Sometimes in science, a concept lingers unattended in the collective back of researchers’ minds for years; they sense there’s something important to it but aren’t ready to grasp it head-on. Then something changes and, voila, the concept moves front and center. Such was the case with the issue of overlap in the major neurodegenerative diseases at the 9th International Conference AD/PD held 11-15 March in the Czech capital city of Prague. Previous AD/PD conferences had reflected the de-facto separation in the daily work of most scientists and clinicians in this field. Even though they spent days under the same roof, by and large the movement disorder people went to one meeting and the dementia people to another. But Prague was different. Rather than being treated as an inconvenient side issue that blurred boundaries, the extensive and multitudinous overlap between Alzheimer and Parkinson diseases (and also the frontotemporal dementias) was the focus of presentations and hallway discussion. Much of the buzz about this topic had spilled over into Prague from a preceding workshop in the former Royal German city of Kassel that had focused on dementia with Lewy bodies (DLB) and Parkinson disease dementia (PDD). These are two underappreciated conditions that occupy a large area of overlap between AD and PD. From 8-10 March, co-organizer Brit Mollenhauer of the Paracelsus-Elena-Klinik in Kassel had convened a group of investigators around the goals of sharing the latest insight and hammering out a research agenda to speed progress and fight for recognition of these betwixt diseases.

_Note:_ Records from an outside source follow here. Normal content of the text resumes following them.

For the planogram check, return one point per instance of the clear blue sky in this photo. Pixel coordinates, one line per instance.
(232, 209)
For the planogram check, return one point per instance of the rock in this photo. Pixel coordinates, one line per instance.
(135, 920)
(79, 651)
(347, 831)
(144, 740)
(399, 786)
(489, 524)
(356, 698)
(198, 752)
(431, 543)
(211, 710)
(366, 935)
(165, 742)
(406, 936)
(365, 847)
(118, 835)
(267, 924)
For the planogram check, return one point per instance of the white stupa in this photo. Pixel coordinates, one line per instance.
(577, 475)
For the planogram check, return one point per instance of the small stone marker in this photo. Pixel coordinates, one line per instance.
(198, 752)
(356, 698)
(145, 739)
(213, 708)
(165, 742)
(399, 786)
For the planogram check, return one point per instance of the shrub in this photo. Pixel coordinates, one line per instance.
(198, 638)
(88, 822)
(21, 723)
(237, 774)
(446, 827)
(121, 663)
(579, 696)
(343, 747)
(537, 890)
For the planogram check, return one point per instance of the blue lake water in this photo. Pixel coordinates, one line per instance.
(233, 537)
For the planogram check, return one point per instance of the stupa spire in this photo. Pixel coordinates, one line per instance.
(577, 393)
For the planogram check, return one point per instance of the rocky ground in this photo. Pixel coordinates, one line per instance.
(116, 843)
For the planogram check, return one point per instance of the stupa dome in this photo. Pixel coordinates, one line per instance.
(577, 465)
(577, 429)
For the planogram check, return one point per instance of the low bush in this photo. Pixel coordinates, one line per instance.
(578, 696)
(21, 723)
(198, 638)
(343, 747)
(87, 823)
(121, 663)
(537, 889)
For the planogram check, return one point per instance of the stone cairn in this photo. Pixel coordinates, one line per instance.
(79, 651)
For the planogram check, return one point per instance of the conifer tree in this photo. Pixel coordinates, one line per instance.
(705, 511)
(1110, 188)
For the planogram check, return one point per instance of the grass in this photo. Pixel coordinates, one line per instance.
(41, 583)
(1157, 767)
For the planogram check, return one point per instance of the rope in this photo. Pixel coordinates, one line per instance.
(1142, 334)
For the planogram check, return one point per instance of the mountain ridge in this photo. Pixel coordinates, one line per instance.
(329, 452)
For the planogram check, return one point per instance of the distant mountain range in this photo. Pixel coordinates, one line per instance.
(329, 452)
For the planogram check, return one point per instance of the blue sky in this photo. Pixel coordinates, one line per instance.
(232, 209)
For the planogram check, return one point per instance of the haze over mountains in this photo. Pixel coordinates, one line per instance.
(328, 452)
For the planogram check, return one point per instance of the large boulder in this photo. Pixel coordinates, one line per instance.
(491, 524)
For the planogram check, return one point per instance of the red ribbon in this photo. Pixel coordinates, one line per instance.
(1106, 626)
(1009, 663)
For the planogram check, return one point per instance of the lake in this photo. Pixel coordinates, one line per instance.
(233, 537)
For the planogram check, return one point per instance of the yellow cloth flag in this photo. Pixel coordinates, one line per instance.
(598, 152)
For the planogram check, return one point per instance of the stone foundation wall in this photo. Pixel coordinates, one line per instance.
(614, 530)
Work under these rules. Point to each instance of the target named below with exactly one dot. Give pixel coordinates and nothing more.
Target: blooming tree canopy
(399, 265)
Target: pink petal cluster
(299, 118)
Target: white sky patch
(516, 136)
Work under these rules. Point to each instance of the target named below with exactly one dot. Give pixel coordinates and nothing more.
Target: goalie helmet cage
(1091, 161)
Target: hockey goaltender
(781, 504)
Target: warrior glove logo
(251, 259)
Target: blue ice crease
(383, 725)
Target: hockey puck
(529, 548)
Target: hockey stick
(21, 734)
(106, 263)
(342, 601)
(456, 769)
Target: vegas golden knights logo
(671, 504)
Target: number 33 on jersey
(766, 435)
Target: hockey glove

Once the overlap between two neurodegenerative diseases, not their differences, becomes the center of attention, the story changes in many ways, scientists said. Individual cases are comfortably seen as falling on a spectrum rather than having to fit into this box or that, and the view of the diagnosing physician changes such that (s)he expects and accommodates large numbers of mixed cases. Perhaps most importantly, the search for protein-based biomarkers—from fluid biochemistry to imaging—to tease out which underlying proteins drive a given person’s disease, assumes paramount importance.

Traditionally, neurodegenerative diseases have been classified clinically, as physicians grouped them into boxes based on the preponderance of signs their patient presented—movement abnormalities in PD, cognitive deficits in AD at its simplest. Separately, pathologists described postmortem brain abnormalities and tried to match them up with symptoms. That clinico-pathological pairing is descriptive, and it has been refined in recent years. But in reality, the pathology, seen years after diagnosis, often poorly matches the clinical diagnosis a patient had received. Or it even calls the diagnosis into question when, for example, a patient diagnosed as having AD turns out to have had extensive α-synuclein but little tau pathology in the brain.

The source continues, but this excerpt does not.